On Tuesday February 10, 2015 Kansas State Governor Sam Brownback issued an executive order that removes discrimination protection for gay, lesbian, and transgender state employees. Employees that work for the Kansas state government can now be legally fired, harassed, or denied a job for being gay or transgender. an Executive order by Gov. Kathleen Sebelius which was issued on 2007 gave gay, lesbian, and transgender people anti-discrimination policies which were carried out.
Discrimination for state jobs in Kansas is forbidden for race, color, gender, religion, national origin, ancestry or age. Brownback said that any expansion of such laws for LGBT employees should be done by the Legislature “and not through unilateral action.”
The legal director of the American Civil Liberties Union of Kansas called Brownback’s move “a sad day for Kansas” and said it was unusual to see a state take away legal protections from gay and lesbian residents rather than add them.
The executive order from Kathleen Sebelius was the only thing in Kansas that gave LBGT people protection, however the new order only removes protection from state agencies, private businesses have their own policies.
I agree with Browback that such laws have to be approved trough Legislation, but instead of issuing an executive order to remove protection, I would have proposed a bill to congress and wait to see if removing a previous order without a new guarantee of protection for LGBT people. I understand that they need protection but by giving them major benefits on present days might be a backlash on future days, which would create inequality in the labor field, I wouldn’t hire people neither for race, color , gender, religion, national origin, ancestry, age, or LGBT. I would hire the person who can do the job in a fast, and efficient manner.

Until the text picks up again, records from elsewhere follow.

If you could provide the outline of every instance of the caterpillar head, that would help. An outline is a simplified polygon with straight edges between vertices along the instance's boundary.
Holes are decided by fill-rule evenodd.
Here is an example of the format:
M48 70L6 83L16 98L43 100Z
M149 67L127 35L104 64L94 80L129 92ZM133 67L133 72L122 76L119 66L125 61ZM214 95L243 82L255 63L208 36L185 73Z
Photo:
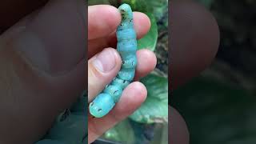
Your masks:
M102 93L90 103L90 113L96 118L102 118L108 114L114 107L114 102L111 95Z
M133 12L130 6L128 4L122 4L118 7L118 10L122 14L122 19L132 19L133 18Z

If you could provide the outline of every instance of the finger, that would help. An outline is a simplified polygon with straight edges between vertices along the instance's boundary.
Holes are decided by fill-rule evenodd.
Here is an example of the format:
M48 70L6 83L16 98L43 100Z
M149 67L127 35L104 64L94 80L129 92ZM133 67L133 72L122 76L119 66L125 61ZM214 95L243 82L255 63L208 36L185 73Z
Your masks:
M202 6L174 1L170 10L170 62L172 86L197 76L214 59L219 31L214 17Z
M143 13L134 12L134 29L137 34L137 38L142 38L148 33L150 28L150 20ZM111 34L106 37L92 39L88 41L88 56L89 58L94 55L98 51L102 50L104 47L116 47L117 38L115 29L112 31Z
M171 106L169 108L169 143L189 144L190 134L186 124L178 112Z
M122 59L115 49L105 49L88 61L88 102L117 75Z
M113 49L115 51L115 50ZM104 50L103 50L104 51ZM115 51L116 52L116 51ZM110 54L107 54L111 57ZM94 68L92 63L92 60L89 60L89 87L88 87L88 102L90 102L94 97L98 94L106 86L106 85L109 84L111 80L116 76L119 69L120 64L122 63L122 60L118 58L117 61L118 62L117 67L114 68L114 71L110 71L110 73L102 74L101 72L95 71L97 69ZM136 74L134 77L134 80L138 80L139 78L144 77L148 74L150 71L152 71L155 66L157 58L155 54L148 50L140 50L137 51L137 58L138 58L138 66L136 68ZM94 59L94 58L92 58ZM106 59L110 60L110 58L106 58ZM106 65L107 60L104 60ZM110 63L108 63L110 64Z
M124 90L120 101L109 114L102 118L92 118L92 117L89 117L89 143L130 115L145 101L146 97L146 87L138 82L133 82Z
M107 5L88 6L88 39L109 35L120 22L121 14L116 7Z
M155 68L157 58L154 52L144 49L137 51L138 64L134 81L145 77Z

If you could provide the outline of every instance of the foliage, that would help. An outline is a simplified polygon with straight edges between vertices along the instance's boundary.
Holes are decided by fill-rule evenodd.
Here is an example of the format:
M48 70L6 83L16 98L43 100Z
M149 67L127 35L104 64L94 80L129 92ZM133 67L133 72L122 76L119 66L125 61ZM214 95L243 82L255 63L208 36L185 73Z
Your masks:
M172 106L186 119L191 144L255 142L255 97L242 87L199 77L174 95Z
M36 144L82 144L87 142L86 93L57 118L47 134Z

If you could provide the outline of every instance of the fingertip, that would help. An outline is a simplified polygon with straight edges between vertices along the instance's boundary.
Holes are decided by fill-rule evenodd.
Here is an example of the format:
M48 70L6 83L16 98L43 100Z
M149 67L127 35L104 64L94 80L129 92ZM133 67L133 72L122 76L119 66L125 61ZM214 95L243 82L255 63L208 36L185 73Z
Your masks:
M114 31L121 22L118 10L109 5L88 7L88 39L106 37Z
M147 90L139 82L130 83L123 91L122 95L114 108L116 114L130 114L146 100ZM117 114L119 115L119 114Z
M150 19L146 14L141 12L134 12L134 19L137 38L140 39L150 31Z

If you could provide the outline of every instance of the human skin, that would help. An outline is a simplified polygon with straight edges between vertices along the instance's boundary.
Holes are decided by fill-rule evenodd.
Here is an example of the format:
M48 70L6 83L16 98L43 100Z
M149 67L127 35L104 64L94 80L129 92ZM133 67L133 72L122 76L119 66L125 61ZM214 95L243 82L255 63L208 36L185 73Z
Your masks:
M84 46L86 46L84 41L84 39L86 39L86 36L84 35L84 33L82 33L82 31L85 31L85 23L80 25L78 23L82 22L77 22L78 23L76 26L74 26L74 25L70 26L69 23L62 22L62 21L54 21L54 22L50 23L50 22L53 22L53 19L51 19L52 12L54 11L54 13L56 13L55 10L57 10L58 15L62 16L62 18L64 22L66 22L66 19L72 18L74 19L83 19L86 22L85 14L83 15L86 9L84 9L83 6L81 6L81 12L78 13L74 10L67 11L66 10L61 8L61 6L58 6L60 5L76 6L70 4L70 2L71 1L68 0L63 0L62 2L57 1L55 2L50 2L47 4L47 8L44 7L42 9L39 6L44 5L47 0L20 0L18 2L20 2L20 5L15 5L15 3L18 2L17 0L2 0L0 5L0 32L6 31L9 29L8 32L2 34L0 37L0 66L2 68L5 68L1 69L0 71L0 94L1 95L7 93L10 94L9 98L0 97L0 114L2 115L0 119L0 127L2 128L0 129L0 143L18 143L20 142L31 143L41 138L48 128L50 127L54 116L58 114L59 111L68 107L75 101L76 98L74 98L74 95L78 96L80 91L82 92L85 87L88 86L86 82L88 80L87 70L85 70L86 63L82 62L86 60L86 58L93 57L102 50L101 48L97 49L98 46L95 46L95 49L88 50L88 58L86 58L84 54L85 54L86 51L86 50L84 49ZM74 2L76 1L72 2ZM219 38L216 22L213 20L211 14L202 8L202 6L199 6L198 5L190 2L175 0L172 1L172 14L170 14L171 16L170 20L175 22L175 23L173 22L173 24L170 25L173 27L170 42L170 55L172 57L172 62L170 63L171 65L170 66L170 71L172 72L170 74L170 78L174 80L171 83L172 87L176 88L189 81L191 78L197 76L210 63L218 50ZM44 14L40 16L38 15L38 11L34 12L34 10L38 10L39 8L42 10L42 13ZM75 9L77 9L77 7ZM13 26L19 19L33 12L34 14L30 14L30 18L37 19L38 22L38 23L50 22L49 26L47 27L47 32L49 32L48 34L42 34L42 30L37 31L37 30L45 30L45 28L42 26L36 25L34 19L25 19L19 22L19 24ZM199 18L201 18L198 19ZM207 27L206 23L204 23L206 21L208 22L207 26L209 27ZM189 26L182 25L182 23L186 23L186 22L191 25L189 25ZM30 27L31 25L34 25L33 30L37 31L39 35L42 34L42 38L47 38L47 36L51 35L51 31L54 31L57 27L62 26L61 29L58 29L58 34L59 34L60 36L56 37L58 38L57 41L52 42L50 38L45 39L44 41L45 44L54 44L54 46L58 44L59 46L54 46L54 49L53 49L53 45L50 45L51 46L40 48L47 51L46 55L47 57L49 56L48 58L50 60L46 62L46 64L42 64L39 62L40 61L37 61L38 58L30 55L29 49L27 50L26 49L24 49L24 53L22 54L17 54L14 50L17 49L13 48L6 50L8 49L2 48L9 48L10 46L3 46L2 43L6 42L6 40L10 40L13 36L18 35L17 34L20 33L20 31L24 30L23 26L26 25L26 22L30 23L28 27L29 29L30 29ZM196 28L194 28L194 26ZM204 30L202 30L201 26L205 26ZM67 30L65 29L66 27L73 27L72 30L78 33L73 35L66 34L70 34L70 31L66 31ZM197 34L198 32L200 32L202 34L205 34L205 37L202 35L199 38L193 38L194 34ZM20 34L21 35L19 38L26 37L23 35L23 33ZM81 36L82 38L80 39L79 38ZM193 41L191 41L191 38ZM15 36L15 38L12 38L13 43L17 41L15 39L18 39L18 37ZM74 43L77 43L77 46L74 46L71 45L70 42L74 42ZM210 42L202 43L202 42ZM115 42L116 42L114 41L107 42L104 47L114 47ZM24 42L25 45L29 43L30 41ZM96 45L96 43L92 43L91 46L93 45ZM60 50L62 46L65 47L66 46L72 46L74 49L62 49L62 50ZM190 54L191 49L194 50L193 52L194 54L196 54L195 55ZM144 53L145 52L142 52L142 54ZM34 51L33 54L36 54L36 55L41 58L45 57L40 54L40 51ZM54 55L50 54L58 54L58 59L54 58ZM148 54L147 55L149 54ZM67 59L66 58L70 58ZM26 61L26 58L30 58L31 61ZM38 63L36 62L35 64L31 64L32 62L38 62ZM77 65L78 63L79 64ZM11 67L6 66L14 66ZM33 67L36 67L34 66L37 66L38 69L32 69ZM51 66L52 67L55 67L54 66L58 66L58 68L55 70L47 70L47 66ZM191 66L193 66L193 67ZM14 71L14 68L18 70L16 73L12 73L12 71ZM2 70L5 70L4 73ZM46 75L40 77L39 78L38 75L42 74L43 73L42 71L46 71L46 70L48 70ZM145 70L145 68L142 70ZM62 77L58 76L58 74L59 73L62 74ZM6 75L3 76L6 74L9 74L8 78L6 78ZM20 78L26 77L26 79L18 78L17 77L17 74L20 75ZM141 77L145 76L146 74L147 74L146 71L138 71L138 75L140 75ZM50 75L54 75L55 78L50 77ZM9 86L6 86L6 83L3 82L2 79L4 78L6 78L5 82L12 82L10 83L12 85ZM135 85L138 85L134 87L138 87L138 90L143 89L143 86L140 83L135 82ZM127 87L127 89L129 87ZM133 87L131 87L131 89L133 89ZM53 90L54 91L54 93L51 92ZM63 90L66 90L63 91ZM42 92L42 94L38 94L37 93L38 90ZM12 93L10 93L10 91ZM146 91L144 92L146 93ZM136 90L134 94L136 94ZM17 97L18 95L18 97ZM34 95L37 95L38 98L34 98ZM91 95L95 95L95 94L91 94ZM142 96L139 97L140 98L138 101L133 102L136 106L139 106L144 100L145 96L143 95L145 95L145 94L142 95ZM16 98L16 101L13 101L14 99L10 99L10 98ZM93 98L92 96L90 98L90 100ZM124 96L124 98L129 98L128 96ZM7 102L7 101L9 102ZM3 103L7 105L2 105ZM22 105L18 107L18 105L14 105L18 103ZM47 106L47 109L45 109L46 106L43 104ZM116 112L120 112L122 110L122 110L122 108L117 108ZM129 110L129 112L133 110ZM170 110L170 112L172 110ZM120 117L122 117L122 114L118 113L117 114L120 114ZM170 121L170 125L169 125L170 142L171 142L172 144L188 143L189 133L186 126L185 121L182 118L180 114L175 112L170 113L170 116L174 119L175 118L175 121ZM14 121L14 119L15 119L15 121ZM115 119L115 122L117 122L117 119ZM172 122L175 123L172 123ZM100 131L100 134L114 124L114 123L111 123L110 125L108 125L108 126L104 127L102 131ZM172 126L175 126L175 127ZM94 136L94 138L92 139L94 139L96 137L100 135L100 134Z

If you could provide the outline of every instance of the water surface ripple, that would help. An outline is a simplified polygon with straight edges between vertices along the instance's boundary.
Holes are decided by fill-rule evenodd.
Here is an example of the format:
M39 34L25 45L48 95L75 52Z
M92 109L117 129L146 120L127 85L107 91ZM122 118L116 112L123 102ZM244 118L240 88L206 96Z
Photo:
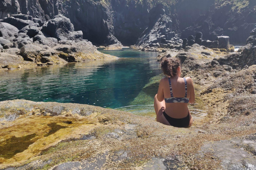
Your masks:
M0 101L87 104L155 116L157 84L147 85L161 73L158 53L104 52L120 58L0 72Z

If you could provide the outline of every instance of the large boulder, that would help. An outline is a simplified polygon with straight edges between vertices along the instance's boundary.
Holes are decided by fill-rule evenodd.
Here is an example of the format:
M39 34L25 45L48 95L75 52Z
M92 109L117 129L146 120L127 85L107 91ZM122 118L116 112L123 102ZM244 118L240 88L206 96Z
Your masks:
M230 48L229 37L227 36L221 36L217 37L219 41L219 48L226 49Z
M12 42L9 40L6 40L6 39L5 39L2 37L0 37L0 44L2 45L3 46L4 46L7 44L9 44L10 43L11 43Z
M19 30L21 30L24 27L29 25L29 23L26 21L15 18L13 17L8 18L4 20L2 22L9 24L17 28Z
M20 49L17 48L11 48L4 50L4 52L11 55L17 55L20 52Z
M30 20L32 21L32 19L33 17L30 15L27 15L22 14L12 14L11 15L11 17L13 17L15 18L18 18L19 19L21 19L23 20Z
M69 35L74 30L74 26L70 22L70 20L61 15L55 16L53 19L44 23L42 29L42 32L56 38L58 41L69 39ZM80 34L81 32L79 32L78 34ZM77 35L78 34L74 34Z
M14 26L7 23L0 23L0 37L9 40L18 32L19 30Z
M0 68L17 68L22 63L23 59L20 55L11 55L4 52L0 52Z
M30 37L34 37L39 33L40 30L35 27L31 26L28 30L28 32L27 34Z
M201 32L197 32L196 34L195 41L197 42L199 39L203 39L203 34Z
M52 37L46 37L39 33L33 38L33 42L35 43L47 45L53 47L57 45L58 40Z

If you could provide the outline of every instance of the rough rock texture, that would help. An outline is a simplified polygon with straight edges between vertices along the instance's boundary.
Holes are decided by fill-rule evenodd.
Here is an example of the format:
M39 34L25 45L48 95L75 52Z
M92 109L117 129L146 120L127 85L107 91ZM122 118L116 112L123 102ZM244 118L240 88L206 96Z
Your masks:
M218 36L226 36L230 38L231 44L245 44L256 23L256 2L249 0L242 2L236 0L203 1L188 2L183 7L184 9L186 6L187 10L183 11L185 12L183 18L185 16L189 17L180 20L180 28L183 30L181 38L200 32L205 39L212 41L216 40ZM206 10L200 9L197 12L201 12L200 15L191 12L192 10L194 10L194 6L201 8L206 4L207 4L204 6L204 10ZM181 11L178 13L181 13ZM185 21L187 22L184 23Z
M0 2L1 19L12 16L42 26L42 21L62 14L70 19L75 31L82 31L84 39L105 45L119 43L118 40L126 45L134 44L146 28L156 23L150 11L161 3L173 22L172 31L179 36L182 35L182 39L200 32L205 39L212 41L217 36L224 35L230 37L231 44L244 44L256 23L256 2L252 0ZM155 12L157 14L159 11ZM21 13L28 15L29 18L12 15ZM35 18L39 20L36 22Z
M33 18L29 16L13 16L0 22L0 47L5 53L2 55L2 68L17 68L26 64L27 66L42 66L116 58L98 51L91 42L83 39L81 31L74 31L69 19L61 15L45 22L41 27L32 21ZM11 22L5 22L7 20L9 21L9 19ZM22 23L27 24L19 23L22 20ZM62 45L68 46L68 50L63 50L63 48L59 47ZM9 56L12 57L9 58L7 56ZM21 56L28 62L20 60ZM13 61L12 65L10 64ZM23 66L17 66L22 64Z
M36 65L34 62L24 61L20 55L0 52L0 69L19 68Z
M117 49L122 49L123 45L120 43L113 44L107 46L104 50L115 50Z

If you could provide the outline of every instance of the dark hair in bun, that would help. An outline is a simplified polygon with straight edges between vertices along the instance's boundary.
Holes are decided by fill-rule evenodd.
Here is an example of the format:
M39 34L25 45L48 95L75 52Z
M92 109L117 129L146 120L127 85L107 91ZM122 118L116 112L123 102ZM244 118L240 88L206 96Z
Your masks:
M171 78L177 75L177 69L180 65L180 60L176 57L164 57L161 62L161 68L164 74Z

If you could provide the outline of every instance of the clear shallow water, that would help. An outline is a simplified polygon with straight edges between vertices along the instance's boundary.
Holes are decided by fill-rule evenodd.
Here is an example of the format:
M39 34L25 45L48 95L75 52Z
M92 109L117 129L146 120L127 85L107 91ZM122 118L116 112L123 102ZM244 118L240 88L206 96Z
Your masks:
M101 51L120 58L0 72L0 101L87 104L155 117L156 82L162 78L158 53ZM195 116L206 114L190 109Z

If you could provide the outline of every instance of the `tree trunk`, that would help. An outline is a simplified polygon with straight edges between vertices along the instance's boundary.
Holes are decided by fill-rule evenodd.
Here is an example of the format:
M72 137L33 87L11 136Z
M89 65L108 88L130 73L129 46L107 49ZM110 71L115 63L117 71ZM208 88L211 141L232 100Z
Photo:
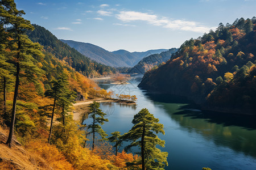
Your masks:
M141 137L141 162L142 170L145 170L145 158L144 156L144 137L145 137L145 125L143 125L142 136Z
M117 155L117 141L115 142L115 156Z
M95 138L95 112L93 112L93 151L94 148L94 138Z
M6 115L6 78L3 77L3 115ZM2 117L1 117L2 118Z
M52 119L51 120L50 131L49 131L49 138L48 138L48 143L50 143L51 137L52 135L52 122L53 122L53 116L54 116L54 109L55 109L55 103L56 103L56 98L54 99L54 101L53 101L53 108L52 109Z
M18 57L19 56L19 53L18 54ZM16 103L17 101L18 90L19 88L19 72L20 70L19 62L17 62L16 69L17 70L16 73L15 88L14 90L14 96L13 97L13 110L11 112L11 126L10 127L9 135L8 136L8 139L6 142L6 144L7 144L9 147L11 147L13 134L14 131L14 123L15 121L15 114L16 114Z
M66 129L65 129L65 113L64 113L64 108L65 105L64 103L62 104L62 121L63 123L63 126L64 126L64 131L65 133L65 137L66 135Z

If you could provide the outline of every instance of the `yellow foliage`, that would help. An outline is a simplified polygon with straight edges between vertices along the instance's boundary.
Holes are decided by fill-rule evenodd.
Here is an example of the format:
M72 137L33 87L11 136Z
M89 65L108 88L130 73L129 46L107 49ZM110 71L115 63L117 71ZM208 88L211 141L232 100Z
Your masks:
M28 143L26 147L28 151L42 156L53 169L74 169L54 146L41 141L33 141Z
M234 75L232 73L227 72L225 73L224 79L227 82L230 81L234 78Z

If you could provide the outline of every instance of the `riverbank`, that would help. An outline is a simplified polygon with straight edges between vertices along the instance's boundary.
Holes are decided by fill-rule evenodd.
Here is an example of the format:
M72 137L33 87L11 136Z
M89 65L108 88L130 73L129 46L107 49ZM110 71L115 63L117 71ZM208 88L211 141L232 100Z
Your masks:
M82 115L85 113L88 113L89 108L88 105L96 101L98 103L106 103L106 102L115 102L118 103L122 103L127 105L134 105L136 103L131 101L115 99L104 99L104 98L97 98L90 100L86 100L85 101L80 101L76 103L73 104L73 106L75 109L73 110L73 118L75 121L79 121L80 120L80 116Z

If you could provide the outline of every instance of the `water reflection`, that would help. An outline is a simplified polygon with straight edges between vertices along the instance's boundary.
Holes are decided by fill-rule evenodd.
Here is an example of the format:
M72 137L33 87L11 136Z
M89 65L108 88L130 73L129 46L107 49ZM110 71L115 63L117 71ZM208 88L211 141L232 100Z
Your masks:
M108 133L128 131L133 116L146 107L164 126L166 135L159 137L166 141L166 147L161 150L169 153L166 169L201 169L203 167L214 170L253 169L256 167L255 117L200 111L185 99L148 94L136 87L135 79L130 82L110 84L108 90L117 93L129 88L137 96L137 105L101 104L101 109L113 112L109 122L103 126Z
M173 105L156 104L162 105L168 116L185 128L187 131L200 134L205 139L213 141L217 146L228 147L256 158L254 117L187 109L193 108L191 105L180 105L177 109L180 111L173 112Z

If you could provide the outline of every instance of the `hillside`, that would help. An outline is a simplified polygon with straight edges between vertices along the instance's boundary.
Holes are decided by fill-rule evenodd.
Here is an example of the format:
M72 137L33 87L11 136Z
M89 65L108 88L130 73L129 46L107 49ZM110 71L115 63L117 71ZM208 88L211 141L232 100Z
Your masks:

http://www.latimes.com/nation/la-na-kansas-governor-gay-protection-20150210-story.html
Regan • Feb 12, 2015 at 1:44 pm
In my opinion any kind of laws associated with sexual orientation shouldn’t even exist. The government should be putting their time into something more important/reasonable than discriminating against people for an aspect of their life that is supposed to be private. I agree with your closing statements, and that sexual orientation doesn’t decide how well someone can do the job.